Diğer taraftan dünyada pamuk üretimi arttığı ve stoklarda yeterli pamuk
olduğu için lif pamuk fiyatları düşmektedir. Bizim pamuk üreticileri rekor
düzeyde verim aldıkları halde zarar etmektedir. Dekar başına bin liradan
fazla prim alan bu muhteremler hala yakınmaktadır ve önümüzdeki yıl
pamuk ekmeyeceklerini dile getirmektedir. Halen kütlü pamuğun kilogramı
başına 160 kuruş olan fark ödemesi desteğinin (prim) 5 liraya çıkarılmasını
istiyorlar. Yani pamuk yetiştiriyorum diye dekar başına 2500 lira prim
isteniyor. Mazot ve gübre destekleri hariç. El insaf!

ÇABUK BOZULAN ÜRÜNLER


Yaş meyve ve sebzeler, çiğ süt gibi çabuk bozulabilen ürünler söz konusu
olunca durum daha nazik hale gelir. Sağlıklı bir hayvanın memesinden
hijyenik bir ortamda sağılan süt, yarım saat içinde +4 santigrat dereceye
kadar soğutulup, soğuk zincirle fabrikaya nakledilirse işlenmek için birkaç
gün bekletilebilir.
Hayvanın vücut sıcaklığında olan süt, sıcak ortamda bekletilirse içindeki
bakteriler olağanüstü bir hızla çoğalır ve süt niteliğini kaybeder. Bu tür
çabuk bozulan ürünlerin büyük tüketim merkezlerine yakın yerlerde
üretilmesi gerekir. İstanbul'un yaş meyve ve sebze ihtiyacı çoğunlukla
Antalya ve Mersin gibi 850 kilometre uzak yerlerden karşılanırsa nakliye
masrafları yükselecektir. Karayolundan, kamyonlarla ithal malı akaryakıt
kullanarak yapılan taşımanın maliyeti her geçen gün artmaktadır.

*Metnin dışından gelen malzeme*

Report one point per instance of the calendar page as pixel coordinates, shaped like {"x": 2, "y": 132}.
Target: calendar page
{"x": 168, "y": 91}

Taze sebzeler içinde en fazla kuru maddeye sahip olanı bezelyedir ama onun
bile %85'i sudan oluşur. Yüksek oranda su içeren bu ürünler çabuk bozulur.
Soğuk hava depolarında bile kısa bir süre muhafaza edilebilirler. Soğutma
için fazla miktarda elektrik enerjisi kullanıldığı için depolama masrafları
yüksektir.

PAZARLAMA MARJI
Taşıması zahmetli, muhafazası zor, fire oranı yüksek olan ürünlere tüketicinin
ödediği fiyat ile üreticinin eline geçen fiyat arasında büyük bir fark
oluşmaktadır. “Pazarlama marjı” olarak adlandırılan bu farkın fazlalığı,
pazarlama kanallarının iyi işlemediğinin kanıtıdır. Sonuçta hem üreticiler
hem de tüketiciler durumdan memnun değildir. Kapitalist sistemin
doğasında olan dönemsel dalgalanmalar da durumu olumsuz
etkilemektedir. Bir yazı dizisi halinde tarımsal ürün fiyatlarını ele alacağız.